In Nepal, being born female means you already have one strike against you. Sixty percent of women there are illiterate and one third of all girls ages 15 to 19 are married. And even though in 2006 the country enacted quotas requiring that women hold 33 percent of government leadership spots, they tend to be in the lowest-status jobs. In fact, Nepal’s director of the Ministry of Women, Children, and Social Welfare is a man.
While there are plenty of hard-to-change reasons for women’s invisibility in public life—including a longstanding culture of patriarchy and a history of being ruled as a monarchy that ended only in 2008—there is one hurdle that’s eminently fixable: The fact that Nepal has no leadership programs expressly for and by young women.
Or rather, had no such programs. Thanks to two Georgetown University grads, Nepal has Women LEAD, which since 2011 has trained more than 400 high school girls to take leadership roles in their communities.
Women LEAD was born in a dorm room at Georgetown, the brainchild of Claire Charamnac, a native of Venezuela who grew up in Singapore, and Claire Naylor, an American whose family moved to Nepal after her third birthday. Living in a rural village, Naylor saw first-hand that "child marriage, illiteracy, and feminized poverty seemed to be the norm." She knew, however, that these women could accomplish great things if they were given a good education and leadership opportunities. "I didn't really want to transform Nepal's unjust structures and institutions," she has said. "I wanted Nepalese women and girls to do that themselves—from the inside out, from the grassroots level all the way up to high level policy" positions.
Women LEAD co-founders, Claire Naylor (left) and Claire Charamnac (right).
Based in the capital city of Kathmandu, Women LEAD offers leadership and skills training, mentoring, and a peer-support network. "The main message we hope to impart is 'your ideas, voices, opinions matter and are valid, you should use them,'" Charamnac says. "We take you seriously and you can make a difference where you are. Being an adolescent girl doesn’t mean you’re not able to participate in major discussions shaping your country."
A young woman named Rajina is a typical success story. Naturally quiet and shy, Rajina grew in confidence during her Women LEAD training. Working with the nonprofit, she mobilized youth around elections and organized voter registration. The Indian government gave her a full scholarship to study bio-tech at Bishop Cotton Women’s University, where she was later selected as a Google Ambassador. She hopes to do a joint MBA and Masters in Bio-tech at John Hopkins in the future.

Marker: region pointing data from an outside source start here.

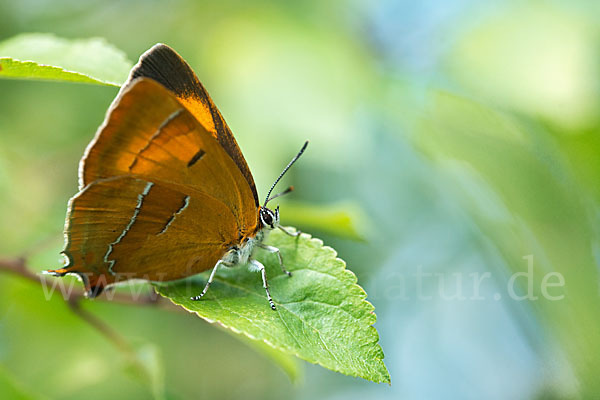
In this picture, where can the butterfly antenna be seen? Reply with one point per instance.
(283, 173)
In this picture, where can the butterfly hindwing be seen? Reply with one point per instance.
(124, 228)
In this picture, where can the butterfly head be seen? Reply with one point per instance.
(269, 218)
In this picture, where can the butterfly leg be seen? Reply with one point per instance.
(293, 234)
(261, 268)
(275, 250)
(210, 279)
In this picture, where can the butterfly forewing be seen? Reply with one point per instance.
(160, 198)
(162, 64)
(148, 133)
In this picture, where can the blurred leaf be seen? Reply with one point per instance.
(10, 389)
(515, 184)
(345, 220)
(146, 366)
(322, 315)
(47, 57)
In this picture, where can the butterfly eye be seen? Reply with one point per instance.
(266, 217)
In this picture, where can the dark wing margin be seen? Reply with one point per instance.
(162, 64)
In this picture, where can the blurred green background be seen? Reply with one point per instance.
(463, 135)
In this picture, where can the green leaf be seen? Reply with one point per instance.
(346, 219)
(47, 57)
(322, 315)
(11, 389)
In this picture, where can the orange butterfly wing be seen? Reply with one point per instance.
(162, 64)
(161, 199)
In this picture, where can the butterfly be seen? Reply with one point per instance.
(164, 190)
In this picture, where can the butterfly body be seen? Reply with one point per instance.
(165, 192)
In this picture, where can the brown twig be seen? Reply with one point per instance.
(17, 266)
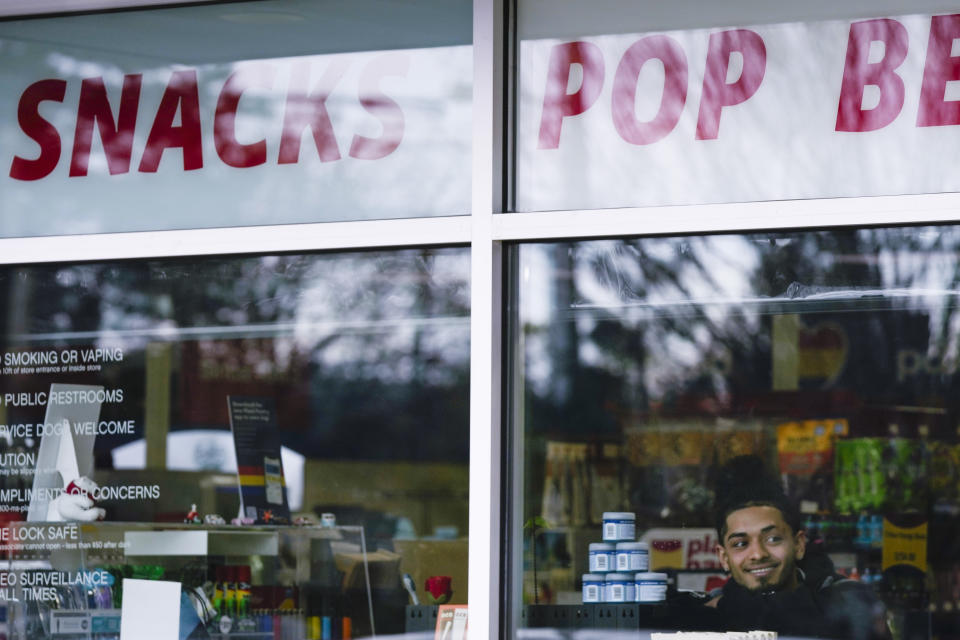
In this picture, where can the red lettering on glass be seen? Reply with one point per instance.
(230, 150)
(382, 107)
(39, 130)
(858, 72)
(557, 103)
(717, 93)
(117, 137)
(308, 109)
(940, 68)
(623, 106)
(180, 95)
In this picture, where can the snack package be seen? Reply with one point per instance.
(805, 456)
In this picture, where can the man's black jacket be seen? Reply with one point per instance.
(824, 605)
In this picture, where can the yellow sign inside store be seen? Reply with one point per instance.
(904, 546)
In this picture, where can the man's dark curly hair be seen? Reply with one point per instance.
(743, 482)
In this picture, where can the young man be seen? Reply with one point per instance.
(776, 583)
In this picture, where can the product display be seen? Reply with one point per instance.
(226, 599)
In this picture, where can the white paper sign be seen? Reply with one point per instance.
(151, 610)
(827, 109)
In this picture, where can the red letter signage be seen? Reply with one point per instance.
(557, 103)
(40, 130)
(305, 109)
(384, 108)
(669, 52)
(860, 72)
(941, 67)
(181, 94)
(117, 137)
(228, 148)
(717, 93)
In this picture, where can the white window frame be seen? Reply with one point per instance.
(486, 232)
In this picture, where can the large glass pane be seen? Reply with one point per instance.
(232, 114)
(633, 104)
(297, 424)
(681, 384)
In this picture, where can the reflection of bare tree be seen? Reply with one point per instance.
(642, 325)
(653, 343)
(376, 343)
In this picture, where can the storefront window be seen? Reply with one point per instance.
(650, 372)
(281, 437)
(235, 114)
(651, 104)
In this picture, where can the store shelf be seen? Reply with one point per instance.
(200, 543)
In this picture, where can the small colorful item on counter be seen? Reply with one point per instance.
(619, 526)
(76, 502)
(193, 516)
(439, 589)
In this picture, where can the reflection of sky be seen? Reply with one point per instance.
(196, 450)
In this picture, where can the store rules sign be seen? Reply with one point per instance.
(806, 110)
(263, 495)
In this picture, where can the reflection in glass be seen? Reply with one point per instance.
(645, 364)
(356, 363)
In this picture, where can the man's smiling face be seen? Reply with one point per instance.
(760, 550)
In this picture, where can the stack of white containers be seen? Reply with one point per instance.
(619, 566)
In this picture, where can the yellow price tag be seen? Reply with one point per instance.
(904, 546)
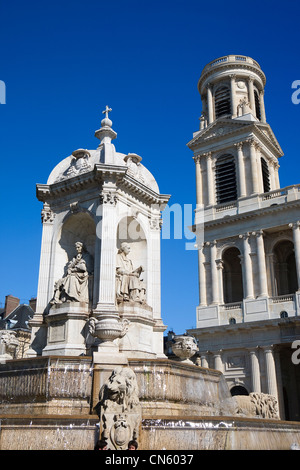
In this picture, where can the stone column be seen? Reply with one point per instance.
(255, 371)
(214, 272)
(199, 199)
(107, 248)
(271, 273)
(202, 276)
(247, 265)
(218, 363)
(210, 180)
(270, 372)
(261, 261)
(254, 167)
(272, 176)
(220, 268)
(44, 293)
(204, 361)
(279, 385)
(296, 236)
(262, 106)
(251, 95)
(210, 104)
(233, 100)
(276, 175)
(241, 170)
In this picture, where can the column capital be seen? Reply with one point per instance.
(207, 155)
(294, 225)
(219, 263)
(238, 145)
(244, 236)
(47, 214)
(251, 141)
(258, 233)
(108, 197)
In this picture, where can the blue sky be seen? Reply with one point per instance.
(64, 61)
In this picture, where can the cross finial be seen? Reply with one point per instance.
(106, 111)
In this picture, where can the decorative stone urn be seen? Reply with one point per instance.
(184, 347)
(108, 328)
(9, 344)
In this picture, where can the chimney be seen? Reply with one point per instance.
(32, 303)
(11, 303)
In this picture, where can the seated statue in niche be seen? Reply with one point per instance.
(74, 286)
(129, 286)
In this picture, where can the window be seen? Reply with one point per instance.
(232, 276)
(222, 101)
(265, 175)
(257, 105)
(226, 179)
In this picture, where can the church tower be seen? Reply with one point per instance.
(248, 235)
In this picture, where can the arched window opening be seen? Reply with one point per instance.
(222, 101)
(285, 268)
(232, 276)
(238, 390)
(265, 175)
(257, 105)
(226, 179)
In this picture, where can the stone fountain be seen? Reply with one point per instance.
(96, 366)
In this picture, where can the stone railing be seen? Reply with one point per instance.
(283, 298)
(253, 202)
(230, 58)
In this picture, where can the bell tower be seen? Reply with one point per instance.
(235, 150)
(248, 236)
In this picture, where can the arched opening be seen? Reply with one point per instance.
(238, 390)
(285, 268)
(222, 101)
(232, 276)
(265, 175)
(257, 105)
(226, 186)
(131, 233)
(78, 227)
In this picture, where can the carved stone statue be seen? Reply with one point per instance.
(120, 410)
(184, 347)
(243, 107)
(129, 286)
(9, 344)
(74, 286)
(256, 404)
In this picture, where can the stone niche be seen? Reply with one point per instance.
(133, 293)
(70, 306)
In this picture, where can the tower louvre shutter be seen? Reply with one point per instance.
(226, 179)
(222, 101)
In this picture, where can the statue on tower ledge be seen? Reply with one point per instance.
(74, 286)
(129, 286)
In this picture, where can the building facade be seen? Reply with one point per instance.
(248, 238)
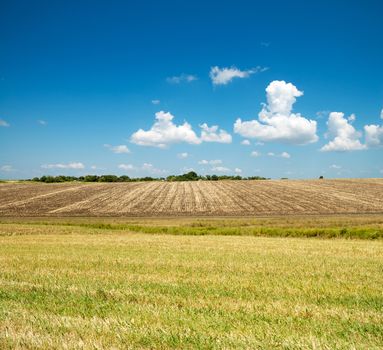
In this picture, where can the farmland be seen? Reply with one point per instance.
(65, 286)
(200, 198)
(212, 265)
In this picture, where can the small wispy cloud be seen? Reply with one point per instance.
(335, 166)
(223, 76)
(183, 155)
(73, 165)
(220, 169)
(126, 167)
(281, 155)
(183, 78)
(7, 168)
(120, 149)
(4, 124)
(285, 155)
(211, 162)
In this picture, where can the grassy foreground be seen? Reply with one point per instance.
(75, 286)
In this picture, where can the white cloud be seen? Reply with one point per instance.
(151, 169)
(118, 149)
(351, 118)
(220, 169)
(4, 123)
(214, 134)
(74, 165)
(164, 132)
(223, 76)
(183, 155)
(281, 155)
(146, 167)
(255, 154)
(126, 167)
(345, 136)
(374, 135)
(276, 120)
(188, 78)
(211, 162)
(334, 166)
(322, 114)
(285, 155)
(7, 168)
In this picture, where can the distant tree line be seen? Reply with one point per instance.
(190, 176)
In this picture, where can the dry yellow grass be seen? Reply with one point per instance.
(80, 287)
(221, 198)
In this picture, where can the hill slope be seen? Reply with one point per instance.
(237, 198)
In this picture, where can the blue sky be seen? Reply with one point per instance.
(81, 83)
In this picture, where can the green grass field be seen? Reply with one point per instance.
(83, 284)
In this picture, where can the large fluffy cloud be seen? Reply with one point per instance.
(223, 76)
(214, 134)
(344, 136)
(276, 120)
(165, 132)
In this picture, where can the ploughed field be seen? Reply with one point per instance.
(215, 198)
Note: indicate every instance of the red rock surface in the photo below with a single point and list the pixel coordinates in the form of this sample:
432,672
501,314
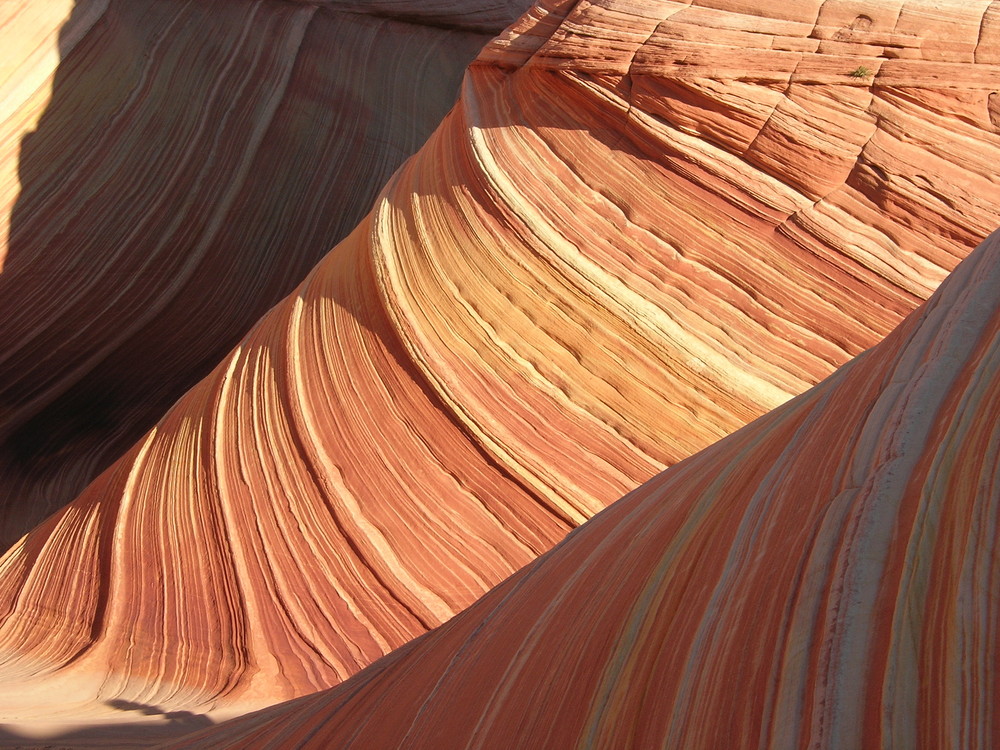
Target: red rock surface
644,225
169,171
826,577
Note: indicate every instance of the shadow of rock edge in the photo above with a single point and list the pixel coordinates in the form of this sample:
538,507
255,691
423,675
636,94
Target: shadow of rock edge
194,162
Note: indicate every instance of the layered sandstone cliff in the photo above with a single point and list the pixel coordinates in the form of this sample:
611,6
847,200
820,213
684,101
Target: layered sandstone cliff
826,577
644,225
168,171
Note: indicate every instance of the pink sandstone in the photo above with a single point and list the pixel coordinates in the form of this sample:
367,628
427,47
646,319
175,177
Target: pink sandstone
644,225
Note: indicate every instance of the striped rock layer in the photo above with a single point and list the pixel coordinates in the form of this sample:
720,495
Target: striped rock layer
644,225
168,171
826,577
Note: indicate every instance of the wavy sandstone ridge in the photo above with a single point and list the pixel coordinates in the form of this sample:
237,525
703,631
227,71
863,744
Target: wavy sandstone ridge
826,577
168,171
644,225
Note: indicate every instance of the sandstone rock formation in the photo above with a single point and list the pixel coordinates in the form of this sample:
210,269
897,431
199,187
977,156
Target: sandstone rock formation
193,162
644,225
824,578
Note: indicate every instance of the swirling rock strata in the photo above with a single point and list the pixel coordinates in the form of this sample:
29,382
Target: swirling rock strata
644,225
193,162
825,578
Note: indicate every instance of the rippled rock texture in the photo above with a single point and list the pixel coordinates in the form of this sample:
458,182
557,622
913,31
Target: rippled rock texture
825,578
644,225
170,170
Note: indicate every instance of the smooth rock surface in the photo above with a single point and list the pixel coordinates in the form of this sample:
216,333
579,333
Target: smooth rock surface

Other LEAD alumni are gaining admission to top engineering and medical schools, writing op-eds to newspapers on the lowly status of women, advocating for their rights, and meeting with international representatives like former US Ambassador for Global Women’s Issues, Melanne Verveer.
Now Women LEAD is getting ready to lead itself to the next level by building the Chautara Resource Center. "Chautara" is the Nepali word for a meeting place for informal or village-council gatherings, says Charamnac. The Center will be "a meeting place for the young feminist and social entrepreneurship community in Kathmandu, where we'll run, workshops, book clubs, documentary screenings, and other awesome events for hundreds of young women leaders every year."